Rosemarie Davidson-Gotobed, the Church’s National Minority Ethnic Vocations Officer, says:
“The subtlety of bias is often so slight as to be unnoticed by those perpetrating it, which makes it all the more important that we are able to identify our own unconscious bias. This applies to each one of us, but is particularly true for those who act as gatekeepers to formal vocations in the Church. Unknowingly turning away talent hinders the excluder as well as the excluded. Bias must be overcome, and our leadership demonstrably more inclusive, if the Church is to fulfill its mission to be a light to all people.
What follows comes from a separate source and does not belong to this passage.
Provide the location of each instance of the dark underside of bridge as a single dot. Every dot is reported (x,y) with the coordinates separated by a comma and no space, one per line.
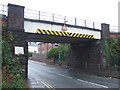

Here’s the science bit. As we go through life, our brain is continually required to make a tremendous number of decisions. In order to cope, many of these judgments are made unconsciously and instantaneously. This is generally a good thing. Just think how little we would get done if all of our unconscious behaviour required the careful weighing up associated with deliberate decision making. However, the inherent problem is that because these assessments are really assumptions, based on our background, cultural environment and personal experience, they often end up being flawed. Take a look at this video produced by the Royal Society to see what I mean:
As a Church, we preach that all are welcome, but the lack of visible role models can make it difficult for people to feel they truly belong. This video, presented to General Synod two years ago, captures this feeling well:
All of us have a perspective. None of us are immune from it. It doesn’t make you a bad person, but it is something you should reflect on. A good test then to overcome it is to take a step back and ask oneself, would I have thought the same if this person looked or sounded like me?
By asking this question we move towards inclusion. Inclusion is different to diversity. Diversity is the mix, inclusion is how we make it work. Diversity is a given, inclusion is a choice.”